Beware: A Very Sophisticated Ledger Phishing Attack Going on
We’ve just come to know about a very sophisticated phishing attack targeting Ledger users. According to Twitter and Reddit users, a new scam email is going around with the address “firstname.lastname@example.org.” The phishing attack is specifically targeting Ledger users using their name. Meaning the malicious actors behind this attack already have users’ names on their record and email address.
We’ve got a copy of this scam email, and here’s how it looks like:
We are sorry to inform you that there has been a security breach affecting approximately 85,000 of our customers and that your e-mail address (’email’) is within those affected by the breach.
Namely, on Friday, October 23rd 2020, our forensics team has found several of the Ledger Live administrative servers to be infected with malware.

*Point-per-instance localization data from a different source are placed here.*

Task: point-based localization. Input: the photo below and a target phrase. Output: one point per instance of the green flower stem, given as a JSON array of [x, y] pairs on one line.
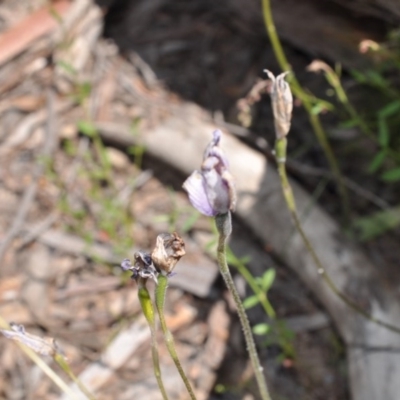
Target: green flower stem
[[306, 101], [161, 290], [60, 360], [148, 311], [280, 153], [249, 278], [224, 227]]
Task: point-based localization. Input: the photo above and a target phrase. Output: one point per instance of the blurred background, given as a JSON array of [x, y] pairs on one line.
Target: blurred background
[[85, 88]]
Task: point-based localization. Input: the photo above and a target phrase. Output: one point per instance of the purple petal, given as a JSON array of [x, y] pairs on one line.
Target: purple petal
[[126, 264], [194, 185]]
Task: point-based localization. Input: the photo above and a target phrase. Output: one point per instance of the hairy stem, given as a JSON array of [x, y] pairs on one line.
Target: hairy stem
[[223, 223], [160, 302], [251, 281], [280, 152], [148, 311]]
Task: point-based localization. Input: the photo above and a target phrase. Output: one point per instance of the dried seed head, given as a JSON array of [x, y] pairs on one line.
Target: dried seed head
[[168, 251], [282, 103], [142, 269]]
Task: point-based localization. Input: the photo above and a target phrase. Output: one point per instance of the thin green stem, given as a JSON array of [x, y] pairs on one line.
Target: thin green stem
[[280, 152], [249, 278], [314, 118], [60, 360], [223, 223], [160, 303], [148, 311]]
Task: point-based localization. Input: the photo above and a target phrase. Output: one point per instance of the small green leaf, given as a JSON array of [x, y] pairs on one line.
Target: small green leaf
[[268, 279], [87, 128], [392, 175], [250, 302], [383, 132], [261, 329], [377, 161], [358, 76]]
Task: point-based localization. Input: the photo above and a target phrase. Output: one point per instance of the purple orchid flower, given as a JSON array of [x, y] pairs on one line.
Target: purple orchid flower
[[211, 190]]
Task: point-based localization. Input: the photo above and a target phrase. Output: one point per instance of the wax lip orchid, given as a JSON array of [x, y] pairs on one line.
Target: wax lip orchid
[[211, 190], [169, 249]]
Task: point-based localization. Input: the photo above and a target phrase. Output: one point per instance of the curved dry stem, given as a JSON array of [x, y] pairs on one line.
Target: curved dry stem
[[305, 99], [280, 152]]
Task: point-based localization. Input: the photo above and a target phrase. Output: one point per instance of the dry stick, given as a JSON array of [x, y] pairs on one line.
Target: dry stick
[[314, 119], [161, 289], [30, 192], [42, 365], [224, 227], [280, 151]]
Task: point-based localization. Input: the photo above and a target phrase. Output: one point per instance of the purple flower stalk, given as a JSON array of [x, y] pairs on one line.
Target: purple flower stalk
[[211, 190]]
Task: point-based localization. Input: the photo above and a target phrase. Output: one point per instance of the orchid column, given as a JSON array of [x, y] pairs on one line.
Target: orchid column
[[211, 191]]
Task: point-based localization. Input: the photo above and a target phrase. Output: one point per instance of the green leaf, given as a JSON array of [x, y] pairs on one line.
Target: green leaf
[[350, 123], [383, 132], [392, 175], [261, 329], [87, 128], [390, 109], [250, 302], [372, 226], [377, 161], [268, 279], [190, 221]]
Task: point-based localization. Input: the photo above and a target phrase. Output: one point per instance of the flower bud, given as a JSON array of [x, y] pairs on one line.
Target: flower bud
[[168, 251], [211, 190], [282, 104]]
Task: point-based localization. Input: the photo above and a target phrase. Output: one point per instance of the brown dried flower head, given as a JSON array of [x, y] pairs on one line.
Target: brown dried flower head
[[282, 104], [168, 251]]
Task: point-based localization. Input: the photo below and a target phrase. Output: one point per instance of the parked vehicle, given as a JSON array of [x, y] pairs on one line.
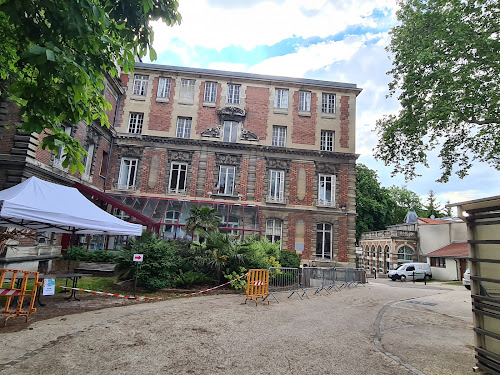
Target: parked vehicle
[[466, 279], [421, 270]]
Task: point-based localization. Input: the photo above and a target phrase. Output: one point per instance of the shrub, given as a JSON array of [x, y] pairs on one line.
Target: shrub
[[240, 284], [75, 253], [289, 259], [160, 265], [192, 278]]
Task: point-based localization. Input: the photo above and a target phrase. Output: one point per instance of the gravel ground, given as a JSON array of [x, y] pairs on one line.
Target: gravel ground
[[383, 328]]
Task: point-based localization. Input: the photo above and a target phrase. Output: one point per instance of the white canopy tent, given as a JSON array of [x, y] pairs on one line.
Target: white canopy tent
[[43, 206]]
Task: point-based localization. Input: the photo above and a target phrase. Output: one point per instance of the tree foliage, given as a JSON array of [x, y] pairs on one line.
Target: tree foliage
[[447, 76], [406, 200], [432, 206], [55, 54], [374, 205]]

In the current state of our knowledge, it is not technically possible to state the exact scope of the data leak. Due to that fact, we must assume that your cryptocurrency assets are at an immediate risk of theft.
If you’ve used Ledger Live at any point from November 2019 to the present date, please download the latest version of the client and follow the instructions to set up a new PIN for your wallet.
The email suggests that Ledger Live servers are breached, and a Ledger Live update is needed. The fake email also includes a malicious link suggesting users to “Download the latest version.” This link is malicious, and it is advisable not to click on this link. Following this link may result in your funds being stolen from your account.
Meanwhile, Ledger has also tweeted from its official account, alerting users about the scam. The tweet says, “According to our information, some scammers are getting in touch with Ledger users through text messages and emails. Never give the 24 words of your recovery seed. The ledger will never ask for them.”